Julian Bradfield, head of LFCS, writes:

We have just advertised the first four of what will, it is hoped,
ultimately be ten posts funded via SICSA (a.k.a. "pooling").

Three of the four are areas in which LFCS has an interest, so please
communicate the existence of these posts to anyone or any community
you know where good candidates may be found.

The announced topics are:and each post may be at Lecturer or Reader level, depending on the
applications.

The official ad is at the link above.

Note that there is a single vacancy reference, so applicants should
make clear the post(s) they wish to apply for.

25.5.07

 

Functional languages on NearlyFreeSpeech.net

Haskell, Lisp, OCaml, and Scheme (as well as C, C++, Fortran, Java, Lua, Perl, Python, Ruby, and Tcl) are the languages supported by NearlyFreeSpeech.net, a web hosting company. I enjoyed reading their FAQ.

23.5.07

 

Real-World Haskell

A forthcoming O'Reilly book on Haskell, by Bryan O’Sullivan, Don Stewart and John Goerzen. Interestingly, O’Reilly has agreed to publish chapters online, under a Creative Commons License. (Great that they managed to achieve this, O'Reilly was reluctant to consider something similar when Maurice and I proposed it for our book.)

 

Festschrift for John C. Reynolds’s 70th birthday

Edited by Olivier Danvy, Peter O’Hearn and Philip Wadler. The community says Thank You to John Reynolds for a lifetime of inspiring ideas. Happy birthday, John!

 

Reith Lectures 2007

Taking his lead from John Kennedy's precept 'Peace is a Process', in the 2007 Reith Lectures, Jeffrey Sachs, Director of the Earth Institute at Columbia University, lays out a system of initiatives that government, institutions, and citizens can follow to achieve peace, limit climate change, and reduce economic inequality. In the last lecture, he claims a special place for scientists to organize to solve the world's ills, and cites Wikipedia and Linux as a model---a sort of Open Source government. Heady stuff; it's not often one encounters this scope of vision. The lectures are delivered from London, Beijing, New York, and (for the finale) Edinburgh, home of Adam Smith and the Enlightenment.

8.5.07

 

Oh no! Alligators!

One of my great joys on visiting Berkeley was to meet Bret Victor, of Magic Ink fame.
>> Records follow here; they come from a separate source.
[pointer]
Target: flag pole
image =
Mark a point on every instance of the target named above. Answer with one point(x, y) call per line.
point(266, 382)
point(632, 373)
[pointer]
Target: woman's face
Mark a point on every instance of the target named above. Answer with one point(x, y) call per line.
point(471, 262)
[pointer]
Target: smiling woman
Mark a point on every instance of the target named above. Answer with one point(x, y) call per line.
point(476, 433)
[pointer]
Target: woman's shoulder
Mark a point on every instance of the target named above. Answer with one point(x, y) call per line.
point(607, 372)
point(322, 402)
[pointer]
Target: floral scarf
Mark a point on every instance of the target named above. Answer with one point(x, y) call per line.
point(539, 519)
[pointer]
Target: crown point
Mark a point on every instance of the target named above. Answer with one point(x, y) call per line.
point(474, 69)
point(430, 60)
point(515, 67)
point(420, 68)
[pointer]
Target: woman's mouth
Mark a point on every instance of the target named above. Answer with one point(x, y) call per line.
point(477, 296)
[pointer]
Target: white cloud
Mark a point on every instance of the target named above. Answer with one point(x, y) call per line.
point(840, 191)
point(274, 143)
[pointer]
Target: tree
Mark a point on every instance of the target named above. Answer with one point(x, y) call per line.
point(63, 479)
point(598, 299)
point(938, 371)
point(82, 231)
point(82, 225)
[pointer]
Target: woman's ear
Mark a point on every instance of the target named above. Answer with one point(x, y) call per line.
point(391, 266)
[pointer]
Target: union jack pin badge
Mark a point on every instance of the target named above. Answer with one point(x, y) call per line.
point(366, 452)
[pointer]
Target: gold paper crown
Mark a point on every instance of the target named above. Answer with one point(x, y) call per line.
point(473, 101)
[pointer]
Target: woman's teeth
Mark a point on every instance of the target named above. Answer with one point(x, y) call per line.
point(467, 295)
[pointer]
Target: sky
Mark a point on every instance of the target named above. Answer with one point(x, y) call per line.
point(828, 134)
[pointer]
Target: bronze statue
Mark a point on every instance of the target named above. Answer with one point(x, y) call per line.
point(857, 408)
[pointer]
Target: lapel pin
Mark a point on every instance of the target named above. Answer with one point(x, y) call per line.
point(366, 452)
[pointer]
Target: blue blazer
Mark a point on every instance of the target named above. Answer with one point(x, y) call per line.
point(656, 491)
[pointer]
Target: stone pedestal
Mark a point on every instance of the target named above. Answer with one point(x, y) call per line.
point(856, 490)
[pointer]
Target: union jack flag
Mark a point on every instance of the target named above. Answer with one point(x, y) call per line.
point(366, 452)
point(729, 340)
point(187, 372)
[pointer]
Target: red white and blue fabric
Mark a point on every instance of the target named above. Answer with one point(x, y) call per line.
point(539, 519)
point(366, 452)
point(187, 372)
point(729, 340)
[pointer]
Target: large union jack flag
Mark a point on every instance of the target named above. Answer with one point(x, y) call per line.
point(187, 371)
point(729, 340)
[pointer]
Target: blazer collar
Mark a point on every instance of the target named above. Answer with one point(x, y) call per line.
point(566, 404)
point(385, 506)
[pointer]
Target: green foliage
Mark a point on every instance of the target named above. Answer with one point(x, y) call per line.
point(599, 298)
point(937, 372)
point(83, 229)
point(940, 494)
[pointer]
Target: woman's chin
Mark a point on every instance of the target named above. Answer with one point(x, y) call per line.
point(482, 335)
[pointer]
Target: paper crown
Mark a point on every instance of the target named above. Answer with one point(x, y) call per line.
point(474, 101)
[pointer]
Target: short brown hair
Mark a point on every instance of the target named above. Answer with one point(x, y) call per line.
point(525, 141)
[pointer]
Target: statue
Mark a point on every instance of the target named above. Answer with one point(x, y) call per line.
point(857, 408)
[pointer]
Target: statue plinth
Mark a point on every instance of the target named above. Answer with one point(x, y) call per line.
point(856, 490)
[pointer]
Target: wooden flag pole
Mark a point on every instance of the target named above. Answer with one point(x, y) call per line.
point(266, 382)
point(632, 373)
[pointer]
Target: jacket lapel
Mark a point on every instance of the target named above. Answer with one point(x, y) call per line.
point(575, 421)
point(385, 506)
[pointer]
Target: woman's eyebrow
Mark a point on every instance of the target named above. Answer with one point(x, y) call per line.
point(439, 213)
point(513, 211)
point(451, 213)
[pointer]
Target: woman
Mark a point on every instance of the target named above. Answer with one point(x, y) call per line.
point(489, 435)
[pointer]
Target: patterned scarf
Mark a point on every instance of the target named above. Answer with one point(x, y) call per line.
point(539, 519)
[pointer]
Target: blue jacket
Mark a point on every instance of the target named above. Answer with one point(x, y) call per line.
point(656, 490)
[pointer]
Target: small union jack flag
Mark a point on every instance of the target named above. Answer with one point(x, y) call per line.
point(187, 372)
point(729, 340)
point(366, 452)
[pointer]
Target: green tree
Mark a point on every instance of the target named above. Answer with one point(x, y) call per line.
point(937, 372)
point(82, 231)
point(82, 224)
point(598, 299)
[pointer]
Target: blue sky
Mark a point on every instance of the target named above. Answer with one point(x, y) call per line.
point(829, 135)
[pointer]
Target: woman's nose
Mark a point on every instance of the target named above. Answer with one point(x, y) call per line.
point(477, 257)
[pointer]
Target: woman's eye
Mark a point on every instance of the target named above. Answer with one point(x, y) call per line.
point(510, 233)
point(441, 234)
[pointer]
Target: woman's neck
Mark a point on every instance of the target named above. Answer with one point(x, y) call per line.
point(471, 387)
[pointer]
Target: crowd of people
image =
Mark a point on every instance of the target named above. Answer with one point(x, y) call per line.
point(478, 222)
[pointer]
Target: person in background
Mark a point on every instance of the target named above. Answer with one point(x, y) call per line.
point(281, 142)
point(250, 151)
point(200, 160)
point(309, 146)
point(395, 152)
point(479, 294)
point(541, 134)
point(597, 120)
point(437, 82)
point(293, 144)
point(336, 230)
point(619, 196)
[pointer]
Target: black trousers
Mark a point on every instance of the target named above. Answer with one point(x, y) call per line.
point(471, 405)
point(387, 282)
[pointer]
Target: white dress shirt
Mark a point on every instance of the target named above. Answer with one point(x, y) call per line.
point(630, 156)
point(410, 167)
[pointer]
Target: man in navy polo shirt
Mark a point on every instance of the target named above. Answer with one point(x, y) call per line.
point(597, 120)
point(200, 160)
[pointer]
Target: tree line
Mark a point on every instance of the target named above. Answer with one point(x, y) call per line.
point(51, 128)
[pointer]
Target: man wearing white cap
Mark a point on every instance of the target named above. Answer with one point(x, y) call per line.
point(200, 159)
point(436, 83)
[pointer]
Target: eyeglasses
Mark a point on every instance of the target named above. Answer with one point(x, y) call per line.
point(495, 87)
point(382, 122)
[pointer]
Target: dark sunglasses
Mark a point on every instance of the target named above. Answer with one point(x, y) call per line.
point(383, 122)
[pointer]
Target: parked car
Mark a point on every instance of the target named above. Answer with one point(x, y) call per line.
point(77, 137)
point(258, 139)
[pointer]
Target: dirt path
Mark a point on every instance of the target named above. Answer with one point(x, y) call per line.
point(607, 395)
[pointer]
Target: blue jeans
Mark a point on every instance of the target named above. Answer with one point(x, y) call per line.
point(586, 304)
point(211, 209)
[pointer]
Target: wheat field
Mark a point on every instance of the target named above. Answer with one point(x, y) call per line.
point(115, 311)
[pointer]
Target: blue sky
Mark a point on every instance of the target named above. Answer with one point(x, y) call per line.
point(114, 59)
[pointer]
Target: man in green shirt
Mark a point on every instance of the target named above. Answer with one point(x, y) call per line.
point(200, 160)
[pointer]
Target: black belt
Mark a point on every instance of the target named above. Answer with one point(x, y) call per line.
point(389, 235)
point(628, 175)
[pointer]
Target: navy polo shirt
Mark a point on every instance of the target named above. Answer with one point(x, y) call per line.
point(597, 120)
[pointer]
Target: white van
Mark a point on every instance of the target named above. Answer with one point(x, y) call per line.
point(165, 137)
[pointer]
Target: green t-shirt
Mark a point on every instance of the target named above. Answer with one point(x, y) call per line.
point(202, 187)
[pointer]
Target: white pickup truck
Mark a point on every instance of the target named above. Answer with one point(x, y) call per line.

I mentioned to him that I had been working with a student on a visual lambda calculus, in part because I wanted a way to explain lambda calculus to my eight-year old daughter and son. He responded with a game involving alligators and their eggs, such a clever morphing of lambda calculus that it wasn't until I reached the end that I realized exactly what was going on.

So far, I've had a chance to show it to my daughter, who managed to successfully solve the problem at the end. She guessed a definition of 'not', and then applied 'not' to 'true' and checked that the result is 'false'. But she was most interested in drawing pictures of alligators! I expect it would be more fun to use if there was software that implemented the game.

Bret also pointed to David Keenan's graphical lambda calculus, based on Raymond Smullyan's "To Mock a Mockingbird".

4.5.07

 

LambdaVM

A backend for GHC that compiles to the JVM, by Brian Alliet. Thanks to Adam Megacz for the pointer.

 

Visit Stanford, Google, Intel Berkeley

Many thanks to my hosts who invited me to speak at Stanford, Google, and Intel Berkeley. A link to the video of my Google talk is above, Intel Berkeley tells me they will also post a video.

I met quite a few interesting folk on my visit, including Dominic Hughes, Adam Chlipala, Adam Megacz, and Bret Victor (of Magic Ink fame).